Course
project: Souvlaki Taverna Simulation
Objective
Develop
objects that represent objects in the real world.
Explanation
Imagine
you are thinking about opening a Souvlaki Taverna on a popular location. You
need to decide how large the store should be and how many tables there should
be. If you plan too small, customers will be turned away when there is
insufficient space, and you will lose profits. On the other hand, if you plan
too large, most of the seats will be unused, and you will be paying useless rent
on the space and still lose profits. So you need to choose approximately the
right
You
decide to do a simulation. You first examine similar operations in comparable
locations and form a model that includes, among other factors, an estimation of
the number of customers you can expect to arrive in any period of time, the
length of time it will take a customer to choose a flavor and the length of time
the customer will then sit at a table and eat ice cream. Based on this, you can
design a simulation.
Objects
in the simulation represent objects in the real world, and are programmed to
react as much as possible as the real objects would react.

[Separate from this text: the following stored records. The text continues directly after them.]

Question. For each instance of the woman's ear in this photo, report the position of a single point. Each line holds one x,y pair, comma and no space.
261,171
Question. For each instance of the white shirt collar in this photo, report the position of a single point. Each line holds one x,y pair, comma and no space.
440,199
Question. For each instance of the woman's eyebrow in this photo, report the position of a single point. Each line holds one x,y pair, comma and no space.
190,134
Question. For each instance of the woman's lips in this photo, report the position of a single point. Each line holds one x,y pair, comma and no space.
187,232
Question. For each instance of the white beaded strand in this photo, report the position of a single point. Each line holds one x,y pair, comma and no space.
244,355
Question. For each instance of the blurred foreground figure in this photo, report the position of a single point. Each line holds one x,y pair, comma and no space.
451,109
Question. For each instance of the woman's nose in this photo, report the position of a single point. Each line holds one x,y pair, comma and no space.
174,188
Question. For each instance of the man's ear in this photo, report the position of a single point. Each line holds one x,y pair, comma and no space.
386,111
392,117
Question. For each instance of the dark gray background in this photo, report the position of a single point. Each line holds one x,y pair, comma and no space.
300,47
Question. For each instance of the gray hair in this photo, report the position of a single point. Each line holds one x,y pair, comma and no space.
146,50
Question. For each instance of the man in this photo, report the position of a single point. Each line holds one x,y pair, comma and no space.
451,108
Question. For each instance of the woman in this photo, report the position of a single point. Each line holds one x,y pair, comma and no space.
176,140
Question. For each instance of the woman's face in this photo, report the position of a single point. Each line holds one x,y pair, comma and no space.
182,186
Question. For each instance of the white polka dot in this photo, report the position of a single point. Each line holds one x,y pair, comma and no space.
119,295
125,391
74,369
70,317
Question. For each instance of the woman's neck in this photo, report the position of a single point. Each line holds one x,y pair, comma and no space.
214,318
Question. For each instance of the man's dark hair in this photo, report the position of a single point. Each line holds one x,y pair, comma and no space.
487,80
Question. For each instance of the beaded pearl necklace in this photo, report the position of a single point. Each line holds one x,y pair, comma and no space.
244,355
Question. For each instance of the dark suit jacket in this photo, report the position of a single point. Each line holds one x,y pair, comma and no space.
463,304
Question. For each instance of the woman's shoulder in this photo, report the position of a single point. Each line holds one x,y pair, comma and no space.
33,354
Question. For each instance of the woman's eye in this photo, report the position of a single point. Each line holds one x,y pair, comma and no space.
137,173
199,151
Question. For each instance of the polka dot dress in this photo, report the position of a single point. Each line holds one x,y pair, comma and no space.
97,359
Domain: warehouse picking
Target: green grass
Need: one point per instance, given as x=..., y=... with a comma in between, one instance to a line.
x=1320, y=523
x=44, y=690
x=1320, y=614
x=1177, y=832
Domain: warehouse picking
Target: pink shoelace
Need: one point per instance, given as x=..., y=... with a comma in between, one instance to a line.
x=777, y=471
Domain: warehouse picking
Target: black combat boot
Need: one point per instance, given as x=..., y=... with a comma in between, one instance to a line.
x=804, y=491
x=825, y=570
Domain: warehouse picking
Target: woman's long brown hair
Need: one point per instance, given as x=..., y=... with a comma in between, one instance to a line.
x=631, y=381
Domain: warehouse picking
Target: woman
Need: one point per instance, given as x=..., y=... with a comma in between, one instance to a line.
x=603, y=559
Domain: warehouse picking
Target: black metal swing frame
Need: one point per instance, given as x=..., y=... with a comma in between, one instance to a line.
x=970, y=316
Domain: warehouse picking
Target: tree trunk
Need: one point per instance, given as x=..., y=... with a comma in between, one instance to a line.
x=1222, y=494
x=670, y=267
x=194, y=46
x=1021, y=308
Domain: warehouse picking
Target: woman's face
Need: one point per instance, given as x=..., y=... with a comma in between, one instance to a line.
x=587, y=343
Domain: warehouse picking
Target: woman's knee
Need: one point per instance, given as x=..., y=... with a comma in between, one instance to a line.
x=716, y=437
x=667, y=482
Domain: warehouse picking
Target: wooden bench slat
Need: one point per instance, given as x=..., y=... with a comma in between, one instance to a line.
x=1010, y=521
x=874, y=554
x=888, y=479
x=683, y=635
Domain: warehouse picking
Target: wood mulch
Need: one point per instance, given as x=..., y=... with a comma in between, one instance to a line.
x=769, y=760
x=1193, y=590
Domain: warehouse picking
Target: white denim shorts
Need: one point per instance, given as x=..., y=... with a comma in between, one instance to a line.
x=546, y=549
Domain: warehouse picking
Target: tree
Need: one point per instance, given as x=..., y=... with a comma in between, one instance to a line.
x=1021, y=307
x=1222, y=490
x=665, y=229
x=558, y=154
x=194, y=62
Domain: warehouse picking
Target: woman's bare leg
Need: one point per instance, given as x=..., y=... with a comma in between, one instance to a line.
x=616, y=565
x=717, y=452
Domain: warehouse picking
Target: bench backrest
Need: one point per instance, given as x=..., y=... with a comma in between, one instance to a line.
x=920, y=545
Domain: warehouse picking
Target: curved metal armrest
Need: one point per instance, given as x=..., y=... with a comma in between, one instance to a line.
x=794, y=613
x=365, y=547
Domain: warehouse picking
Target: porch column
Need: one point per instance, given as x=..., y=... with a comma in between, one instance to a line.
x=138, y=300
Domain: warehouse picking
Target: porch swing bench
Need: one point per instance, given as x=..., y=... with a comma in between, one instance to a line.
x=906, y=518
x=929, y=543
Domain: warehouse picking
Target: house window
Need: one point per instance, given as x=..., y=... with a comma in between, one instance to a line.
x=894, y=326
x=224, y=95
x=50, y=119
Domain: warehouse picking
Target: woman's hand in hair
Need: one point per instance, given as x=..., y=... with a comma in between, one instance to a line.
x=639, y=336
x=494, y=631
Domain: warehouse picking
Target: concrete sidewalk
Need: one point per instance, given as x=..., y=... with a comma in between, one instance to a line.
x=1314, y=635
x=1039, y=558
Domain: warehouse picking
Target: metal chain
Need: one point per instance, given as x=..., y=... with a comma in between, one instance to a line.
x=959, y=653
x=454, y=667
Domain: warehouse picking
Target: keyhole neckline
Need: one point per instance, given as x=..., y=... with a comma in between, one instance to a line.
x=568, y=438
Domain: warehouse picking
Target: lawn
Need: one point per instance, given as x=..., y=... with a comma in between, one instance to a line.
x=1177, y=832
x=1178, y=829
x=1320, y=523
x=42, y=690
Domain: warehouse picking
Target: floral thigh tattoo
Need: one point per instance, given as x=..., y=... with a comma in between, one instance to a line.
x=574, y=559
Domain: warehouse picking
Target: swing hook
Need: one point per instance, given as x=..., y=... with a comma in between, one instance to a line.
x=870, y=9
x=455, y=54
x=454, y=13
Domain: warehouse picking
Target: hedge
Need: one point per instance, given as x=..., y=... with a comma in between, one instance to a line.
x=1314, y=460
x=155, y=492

A priority queue is used to store a representation of “events” that
are waiting to happen. This queue is stored in order, based on the time the
event should occur, so the smallest element will always be the next event to be
modeled. As an event occurs, it can spawn other events. These subsequent events
are placed into the queue as well. Execution continues until all events have
occurred or until a preset time for the simulation is exceeded.
To
see how we might design a simulation of the souvlaki taverna, consider a typical
scenario. A group of customers arrive at the taverna. From the measurements of
similar stores we derive a probability that indicates how frequently this
occurs. For example, suppose we assume that groups will consist of one to five
people, selected uniformly over the range. (In actual simulations the
distribution would seldom be uniform. For example, groups of size two and three
might predominate, with groups of size one and groups larger than three being
relatively less frequent. The mathematics involved in forming nonuniform
distributions is subtle and not particularly relevant to our discussion. We will
therefore use uniform distributions throughout.) These groups will arrive at
times spaced from one to ten minutes apart, again selected uniformly. Once they
arrive, a group will either be seated or see that there no seats and leave. If
seated, they will take from 2 to 10 minutes to order, and once they order, they
will remain from 15 to 35 minutes in the taverna. We know that every customer
order from one to three souvlakis and that the store makes a profit of 35 euros
on each souvlaki.
The
primary object in the simulation is the taverna itself. It might seem odd to
provide “behavior” for an inanimate object such as a taverna, but we can
think of the taverna as a useful abstraction for the servers and managers who
work in the taverna. The taverna manages two data items: the number of available
seats and the amount of profit generated. The behavior of the store can be
described by the following list.
·
When
a customer group arrives, the size of the group is compared to the number of
seats. If insufficient seats are available, the group leaves. Otherwise, the
group is seated and the number of seats decreased.
·
When
a customer orders and is served, the amount of profit is computed.
·
When
a customer group leaves, the seats are released for another customer group.